First, the dimensions are totally invalid. The following should work in this case;

dim3 blockSize(16, 16, 1);
dim3 gridSize((width + blockSize.x - 1)/ blockSize.x, (height + blockSize.y - 1) / blockSize.y, 1);
smooth <<< grid_size, block_size >>> (grayImage, smoothImage, width, height);

After the correction, using cuda-memcheck yielded results similar to;

========= Invalid __global__ read of size 4
=========     at 0x00000120 in cudaFilter
=========     by thread (4,1,0) in block (1,0,0)
=========     Address 0x05100190 is out of bounds

This shows that a value within the kernel code is out of bounds (most possibly an array index). Checking the various variables led to determine that filter[] was empty.

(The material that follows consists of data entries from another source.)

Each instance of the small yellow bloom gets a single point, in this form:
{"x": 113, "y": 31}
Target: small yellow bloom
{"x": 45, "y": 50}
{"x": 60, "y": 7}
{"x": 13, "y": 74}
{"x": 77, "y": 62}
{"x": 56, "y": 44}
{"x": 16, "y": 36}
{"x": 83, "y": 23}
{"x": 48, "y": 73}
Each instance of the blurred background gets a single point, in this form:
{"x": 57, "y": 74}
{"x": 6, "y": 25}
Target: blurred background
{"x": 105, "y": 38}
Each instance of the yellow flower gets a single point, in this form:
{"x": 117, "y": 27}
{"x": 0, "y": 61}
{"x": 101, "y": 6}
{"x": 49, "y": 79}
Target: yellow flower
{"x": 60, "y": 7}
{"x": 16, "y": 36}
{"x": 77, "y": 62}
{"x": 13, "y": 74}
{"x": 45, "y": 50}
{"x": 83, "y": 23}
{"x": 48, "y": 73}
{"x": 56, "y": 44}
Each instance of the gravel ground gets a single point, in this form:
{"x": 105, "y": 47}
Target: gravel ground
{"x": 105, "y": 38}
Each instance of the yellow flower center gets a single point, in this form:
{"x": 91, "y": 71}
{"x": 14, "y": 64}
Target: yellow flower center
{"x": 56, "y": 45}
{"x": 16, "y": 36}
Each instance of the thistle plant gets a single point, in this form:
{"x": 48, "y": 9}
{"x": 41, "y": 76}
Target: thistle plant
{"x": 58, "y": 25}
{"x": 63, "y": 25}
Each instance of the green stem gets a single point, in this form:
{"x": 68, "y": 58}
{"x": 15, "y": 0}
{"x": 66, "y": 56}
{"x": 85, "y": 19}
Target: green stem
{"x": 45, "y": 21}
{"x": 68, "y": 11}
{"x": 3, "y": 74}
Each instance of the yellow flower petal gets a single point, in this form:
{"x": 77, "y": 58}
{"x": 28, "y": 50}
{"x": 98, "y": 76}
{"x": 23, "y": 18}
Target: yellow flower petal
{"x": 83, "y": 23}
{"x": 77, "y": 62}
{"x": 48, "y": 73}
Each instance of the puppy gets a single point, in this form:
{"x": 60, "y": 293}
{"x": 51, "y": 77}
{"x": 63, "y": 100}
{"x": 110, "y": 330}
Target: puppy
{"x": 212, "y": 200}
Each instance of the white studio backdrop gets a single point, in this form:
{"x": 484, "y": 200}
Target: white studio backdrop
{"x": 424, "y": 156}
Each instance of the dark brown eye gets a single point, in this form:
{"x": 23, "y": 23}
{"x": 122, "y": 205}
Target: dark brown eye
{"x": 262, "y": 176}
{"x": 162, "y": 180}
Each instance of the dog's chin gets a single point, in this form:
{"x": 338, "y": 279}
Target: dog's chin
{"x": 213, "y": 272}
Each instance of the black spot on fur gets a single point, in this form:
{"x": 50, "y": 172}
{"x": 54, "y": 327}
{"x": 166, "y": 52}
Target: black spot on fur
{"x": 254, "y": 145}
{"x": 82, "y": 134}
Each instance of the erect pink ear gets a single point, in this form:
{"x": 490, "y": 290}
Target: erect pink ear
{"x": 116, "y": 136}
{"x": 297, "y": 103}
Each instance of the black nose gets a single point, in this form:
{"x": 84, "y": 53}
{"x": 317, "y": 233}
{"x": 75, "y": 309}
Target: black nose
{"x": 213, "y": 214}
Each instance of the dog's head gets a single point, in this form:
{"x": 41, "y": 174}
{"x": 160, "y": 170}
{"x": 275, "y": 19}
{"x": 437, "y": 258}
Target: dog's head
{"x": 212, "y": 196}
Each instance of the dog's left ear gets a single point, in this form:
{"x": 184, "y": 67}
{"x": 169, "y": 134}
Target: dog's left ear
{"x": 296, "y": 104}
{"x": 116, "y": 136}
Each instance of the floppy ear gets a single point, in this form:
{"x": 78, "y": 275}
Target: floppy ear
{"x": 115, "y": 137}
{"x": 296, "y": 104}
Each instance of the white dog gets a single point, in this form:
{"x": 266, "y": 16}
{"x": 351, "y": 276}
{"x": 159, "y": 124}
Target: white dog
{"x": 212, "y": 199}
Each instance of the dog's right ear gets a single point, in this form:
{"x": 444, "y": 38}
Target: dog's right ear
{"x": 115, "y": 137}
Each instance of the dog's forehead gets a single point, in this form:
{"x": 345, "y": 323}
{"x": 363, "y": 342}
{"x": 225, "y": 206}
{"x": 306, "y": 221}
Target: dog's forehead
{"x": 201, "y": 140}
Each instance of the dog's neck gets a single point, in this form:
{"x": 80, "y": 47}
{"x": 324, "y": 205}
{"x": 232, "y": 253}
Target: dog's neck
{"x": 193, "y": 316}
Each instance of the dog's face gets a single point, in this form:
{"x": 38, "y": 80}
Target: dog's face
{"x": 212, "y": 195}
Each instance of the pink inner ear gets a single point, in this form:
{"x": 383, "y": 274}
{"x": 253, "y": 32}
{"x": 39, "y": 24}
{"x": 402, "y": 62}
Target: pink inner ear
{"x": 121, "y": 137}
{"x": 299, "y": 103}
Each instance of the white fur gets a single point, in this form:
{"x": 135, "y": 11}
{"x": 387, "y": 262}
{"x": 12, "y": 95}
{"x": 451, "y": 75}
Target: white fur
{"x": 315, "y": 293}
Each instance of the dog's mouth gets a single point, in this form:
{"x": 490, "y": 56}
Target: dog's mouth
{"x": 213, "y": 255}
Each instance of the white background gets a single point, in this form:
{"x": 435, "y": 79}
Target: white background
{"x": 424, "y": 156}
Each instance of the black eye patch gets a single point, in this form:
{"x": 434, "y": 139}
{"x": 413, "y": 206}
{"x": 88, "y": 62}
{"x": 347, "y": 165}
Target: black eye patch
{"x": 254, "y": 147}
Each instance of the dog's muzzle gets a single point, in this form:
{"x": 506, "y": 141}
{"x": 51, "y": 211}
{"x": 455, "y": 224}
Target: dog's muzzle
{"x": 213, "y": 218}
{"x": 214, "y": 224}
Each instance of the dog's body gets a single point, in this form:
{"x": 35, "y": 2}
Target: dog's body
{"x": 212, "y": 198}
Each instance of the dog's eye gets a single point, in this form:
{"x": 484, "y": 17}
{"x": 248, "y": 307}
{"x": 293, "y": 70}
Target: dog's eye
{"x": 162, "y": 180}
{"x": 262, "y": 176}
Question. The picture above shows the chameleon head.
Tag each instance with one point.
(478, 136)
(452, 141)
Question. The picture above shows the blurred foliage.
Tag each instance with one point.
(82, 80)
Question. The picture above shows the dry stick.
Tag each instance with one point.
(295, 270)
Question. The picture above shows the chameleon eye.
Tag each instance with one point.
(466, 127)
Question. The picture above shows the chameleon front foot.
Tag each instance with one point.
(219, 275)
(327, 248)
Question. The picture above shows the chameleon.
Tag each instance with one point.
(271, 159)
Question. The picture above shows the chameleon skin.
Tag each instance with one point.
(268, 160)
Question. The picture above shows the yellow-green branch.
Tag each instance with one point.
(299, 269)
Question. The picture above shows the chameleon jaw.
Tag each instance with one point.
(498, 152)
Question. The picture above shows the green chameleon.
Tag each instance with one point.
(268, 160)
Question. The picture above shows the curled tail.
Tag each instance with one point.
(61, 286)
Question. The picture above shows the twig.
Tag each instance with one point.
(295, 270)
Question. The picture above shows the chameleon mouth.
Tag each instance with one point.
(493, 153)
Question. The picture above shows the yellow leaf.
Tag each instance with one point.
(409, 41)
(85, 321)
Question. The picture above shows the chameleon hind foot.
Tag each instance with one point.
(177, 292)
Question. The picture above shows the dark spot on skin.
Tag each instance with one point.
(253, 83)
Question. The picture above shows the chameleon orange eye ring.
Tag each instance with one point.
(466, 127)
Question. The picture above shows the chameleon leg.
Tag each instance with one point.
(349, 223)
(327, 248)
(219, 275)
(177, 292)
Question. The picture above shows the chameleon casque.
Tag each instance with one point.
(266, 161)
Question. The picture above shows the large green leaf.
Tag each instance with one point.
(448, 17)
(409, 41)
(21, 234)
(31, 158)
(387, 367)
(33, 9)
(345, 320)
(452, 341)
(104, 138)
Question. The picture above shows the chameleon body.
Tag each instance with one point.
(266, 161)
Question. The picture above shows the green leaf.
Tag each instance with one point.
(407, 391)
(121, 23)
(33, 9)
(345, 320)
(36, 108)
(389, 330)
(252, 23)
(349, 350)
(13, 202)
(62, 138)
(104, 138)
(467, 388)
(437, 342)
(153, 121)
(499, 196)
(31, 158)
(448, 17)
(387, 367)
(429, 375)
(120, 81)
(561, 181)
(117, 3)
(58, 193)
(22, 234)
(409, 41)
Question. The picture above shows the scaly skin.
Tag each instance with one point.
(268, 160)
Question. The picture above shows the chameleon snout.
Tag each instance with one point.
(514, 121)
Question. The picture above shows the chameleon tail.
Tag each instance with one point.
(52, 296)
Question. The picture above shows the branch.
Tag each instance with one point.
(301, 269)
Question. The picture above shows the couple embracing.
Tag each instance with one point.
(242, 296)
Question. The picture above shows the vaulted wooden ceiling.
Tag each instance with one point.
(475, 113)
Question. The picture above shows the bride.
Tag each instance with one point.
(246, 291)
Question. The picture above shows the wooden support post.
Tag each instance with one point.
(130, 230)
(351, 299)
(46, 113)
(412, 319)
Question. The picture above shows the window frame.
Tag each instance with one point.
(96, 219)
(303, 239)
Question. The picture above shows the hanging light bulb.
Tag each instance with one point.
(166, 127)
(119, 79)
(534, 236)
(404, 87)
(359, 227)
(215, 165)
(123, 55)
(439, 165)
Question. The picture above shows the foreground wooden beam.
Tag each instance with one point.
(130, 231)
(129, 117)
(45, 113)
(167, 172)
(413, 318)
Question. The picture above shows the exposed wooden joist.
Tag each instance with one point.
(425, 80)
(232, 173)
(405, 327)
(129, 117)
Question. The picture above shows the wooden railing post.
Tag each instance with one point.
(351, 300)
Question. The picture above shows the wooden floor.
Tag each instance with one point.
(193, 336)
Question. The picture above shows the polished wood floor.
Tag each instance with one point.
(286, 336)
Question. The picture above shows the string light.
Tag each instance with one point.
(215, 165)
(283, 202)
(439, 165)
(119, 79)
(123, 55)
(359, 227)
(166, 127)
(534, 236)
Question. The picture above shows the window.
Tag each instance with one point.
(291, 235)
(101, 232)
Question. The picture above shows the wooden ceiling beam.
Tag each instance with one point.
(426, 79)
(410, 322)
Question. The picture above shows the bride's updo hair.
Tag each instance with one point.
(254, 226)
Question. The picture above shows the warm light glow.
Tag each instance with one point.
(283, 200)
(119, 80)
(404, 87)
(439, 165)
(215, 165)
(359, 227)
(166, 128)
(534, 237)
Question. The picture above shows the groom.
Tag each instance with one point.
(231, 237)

Lastly, if filter[] is to be passed to the kernel, it should be copied from CPU to GPU using something like

cudaMemcpy(filterGpu, filter, 25 * sizeof(float), cudaMemcpyHostToDevice);

Alternatively, if the filter is not needed anywhere else (as is the case here), it can be declared within the kernel instead.

1
votes

Looking at this answer related to image filtering, I would recommend that you create the block and grid for the image like this:

dim3 blockSize(16,16,1);
dim3 gridSize((width + blockSize.x - 1)/blockSize.x,(height + blockSize.y - 1)/blockSize.y,1);

Another very common mistake that you are making is that the filter array you are passing to the kernel, is allocated on the host. Create an array of same size on the device and copy the coefficients from host to device. Pass that device array to the kernel.

Also, it is highly recommended to calculate the sum of filter coefficients on host side and pass it as an argument to the kernel instead of calculating the sum again and again in each thread.

The boundary conditions may cause out of range memory access. Handle the boundary conditions explicitly in the kernel. Or the easy approach is to use CUDA texture for the input image so that boundary conditions are handled automatically.